En effet, l’échantillonnage auquel je me suis finalement arrêtée est le fruit des constatations suivantes : l’essor de la jurislittérature se fait alors, à l’intérieur de l’Europe savante, unifiée par l’usage du néolatin, sous les auspices de la philosophie, et, plus précisément, de la définition du Droit comme uera philosophia. Autrement dit, la jonction historique entre la révolution juridique du xiie siècle, où l’on redécouvre le Corpus du Droit romain, et les méthodes révolutionnaires de l’humanisme qui, au xvie siècle, conduisent à le revisiter à la lumière des œuvres philosophico-littéraires de l’Antiquité, est déterminante pour que la philosophie du Droit se manifeste sous la forme d’un tropisme spécifiquement littéraire. C’est qu’en effet, la philosophie avait très tôt conclu un pacte solide avec la littérature et le Droit dans l’œuvre de Platon, qui connaît à l’époque un extraordinaire regain de faveur, et dont l’apport recolore implicitement ses vecteurs de transmission plus
couramment invoqués, les œuvres d’Aristote4 et de Cicéron. Il m’a donc semblé nécessaire de souligner que la jurislittérarité, telle qu’elle est marginalement pratiquée par les professionnels du Droit, révèle, au plus près de sa source romaine remise au jour avec éclat, une dette importante vis-à-vis de l’héritage platonicien, et spécifiquement de la forme qu’il a revêtu dans les Lois, c’est-à-dire, non seulement, comme dans d’autres précédents dialogues, l’utilisation de la Fable (μῦθος) au bénéfice de la réflexion philosophique, mais aussi son application spécifique à l’écriture du Droit. Dans les Lois, en effet, la littérature a été législativement consacrée comme irremplaçable média de sagesse, sous une forme à la fois séduisante et subtile qui la rend plus accessible aux foules que les raisonnements philosophiques. Le topos des poètes-législateurs contribue à vulgariser et à perpétuer la conception platonicienne des « discours-frères » qui fera durablement de l’éloquence la sœur de l’ars iuris. Porteur d’une sagesse anciennement codée, l’ars aequi et boni était ainsi prédisposé à renouer solidement alliance avec la littérarité pour peu que le contexte culturel s’y montrât favorable. Mais il ne faut pas sous-estimer non plus, en la matière, le rôle joué par le Banquet, dont on verra qu’un Forcadel a magnifiquement médité les leçons, ni non plus l’importance du relais gréco-romain que lui avait assuré un autre modèle, plus juridicisé, du dialogue érudit, transmis par le texte foisonnant des Deipnosophistes.
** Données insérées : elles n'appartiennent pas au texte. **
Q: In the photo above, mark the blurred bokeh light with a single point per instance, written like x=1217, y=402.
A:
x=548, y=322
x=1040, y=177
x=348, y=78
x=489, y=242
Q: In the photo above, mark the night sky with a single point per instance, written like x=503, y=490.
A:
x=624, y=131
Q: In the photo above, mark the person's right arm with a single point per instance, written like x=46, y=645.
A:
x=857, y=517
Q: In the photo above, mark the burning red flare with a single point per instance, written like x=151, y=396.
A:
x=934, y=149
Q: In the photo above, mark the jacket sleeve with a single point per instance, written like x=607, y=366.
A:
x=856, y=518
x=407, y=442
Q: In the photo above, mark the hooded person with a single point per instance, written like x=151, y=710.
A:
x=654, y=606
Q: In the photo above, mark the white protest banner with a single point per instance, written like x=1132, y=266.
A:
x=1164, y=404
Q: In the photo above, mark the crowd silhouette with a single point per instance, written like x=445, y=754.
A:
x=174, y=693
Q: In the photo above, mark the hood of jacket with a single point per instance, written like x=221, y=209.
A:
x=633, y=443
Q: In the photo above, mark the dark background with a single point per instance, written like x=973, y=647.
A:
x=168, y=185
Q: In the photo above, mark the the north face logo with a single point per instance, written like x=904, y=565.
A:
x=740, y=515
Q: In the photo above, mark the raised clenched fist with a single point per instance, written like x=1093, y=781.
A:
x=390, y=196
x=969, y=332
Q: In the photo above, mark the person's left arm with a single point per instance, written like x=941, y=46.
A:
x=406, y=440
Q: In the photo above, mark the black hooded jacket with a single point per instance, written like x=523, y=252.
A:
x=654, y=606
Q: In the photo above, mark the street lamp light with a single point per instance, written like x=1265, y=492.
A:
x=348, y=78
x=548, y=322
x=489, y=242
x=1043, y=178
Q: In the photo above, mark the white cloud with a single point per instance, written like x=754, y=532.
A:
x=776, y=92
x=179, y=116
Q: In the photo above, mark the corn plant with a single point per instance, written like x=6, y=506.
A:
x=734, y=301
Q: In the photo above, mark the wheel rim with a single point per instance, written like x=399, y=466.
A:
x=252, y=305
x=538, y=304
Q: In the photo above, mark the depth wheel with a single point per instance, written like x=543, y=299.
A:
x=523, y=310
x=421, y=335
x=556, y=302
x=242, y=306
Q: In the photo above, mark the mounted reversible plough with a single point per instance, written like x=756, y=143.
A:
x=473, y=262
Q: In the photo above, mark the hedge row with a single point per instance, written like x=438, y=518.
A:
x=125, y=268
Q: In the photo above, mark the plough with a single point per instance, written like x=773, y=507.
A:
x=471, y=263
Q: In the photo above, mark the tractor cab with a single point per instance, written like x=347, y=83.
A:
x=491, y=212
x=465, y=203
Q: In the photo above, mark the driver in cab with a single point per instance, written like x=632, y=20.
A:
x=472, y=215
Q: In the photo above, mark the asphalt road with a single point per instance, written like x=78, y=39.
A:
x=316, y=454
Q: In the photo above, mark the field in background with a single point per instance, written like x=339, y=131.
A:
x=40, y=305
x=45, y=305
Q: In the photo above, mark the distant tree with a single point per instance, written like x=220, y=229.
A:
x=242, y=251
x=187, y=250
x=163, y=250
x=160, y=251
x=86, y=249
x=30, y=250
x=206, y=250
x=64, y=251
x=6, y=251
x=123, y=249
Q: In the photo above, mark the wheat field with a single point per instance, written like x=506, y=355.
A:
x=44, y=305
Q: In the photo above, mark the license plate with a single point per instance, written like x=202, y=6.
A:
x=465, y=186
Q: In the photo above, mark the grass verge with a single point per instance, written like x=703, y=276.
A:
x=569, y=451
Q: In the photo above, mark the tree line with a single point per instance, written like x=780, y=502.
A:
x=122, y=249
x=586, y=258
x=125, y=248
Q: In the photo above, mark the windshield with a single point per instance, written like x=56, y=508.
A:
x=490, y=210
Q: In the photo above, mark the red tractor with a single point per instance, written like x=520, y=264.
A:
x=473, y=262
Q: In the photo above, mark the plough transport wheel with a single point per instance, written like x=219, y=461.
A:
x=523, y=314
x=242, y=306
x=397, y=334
Pour assurer l’adhésion du public aux normes juridiques les plus contraignantes, en particulier les lois pénales, et, plus généralement, une effectivité durable des dispositions législatives, la réflexion platonicienne avait entendu relever le défi d’une écriture du Droit capable de concilier discursivité incantatoire et argumentation rationnelle. Mais il est probable que l’espèce de manifeste jurislittéraire promu par le dernier dialogue de Platon n’aurait pas obtenu autant de succès chez les juristes s’il n’avait pas été le résultat, dans l’œuvre du philosophe, d’une évolution qui rencontrait à point nommé leurs solides préventions contre la littérarité. C’est sans nul doute parce que l’auteur de la République n’était pas suspect, a priori, de la moindre complaisance vis-à-vis des poètes
que les atouts protreptiques dont il crédite, dans les Lois, le maniement artistique de la juridicité ont emporté aussi largement la conviction de bons esprits qui, pour être des humanistes, n’en étaient pas moins d’abord, et définitivement, des juristes aussi fervents que scrupuleux. J’ai consacré un livre entier à la créativité jurislittéraire dont témoignent les Lois5 et je ne reviendrai ici que sur ses deux principaux apports, qui n’ont cessé d’alimenter les conceptions et les réalisations marquées au coin des principes humanistes. C’est pourquoi un chapitre liminaire est consacré à rappeler que, sur le plan théorique, la légitimation de la littérarisation du Droit trouve son fondement dans la modélisation platonicienne du législateur, à la lumière d’un double paradigme, celui du médecin et celui du poète, tandis que sur le plan de l’exemplarité pratique, la réussite en jurislittérarité s’est exprimée dans les Lois par l’invention et la mise au point minutieuse d’un étonnant prélude législatif, conçu pour former un tandem sophistiqué avec la loi proprement dite.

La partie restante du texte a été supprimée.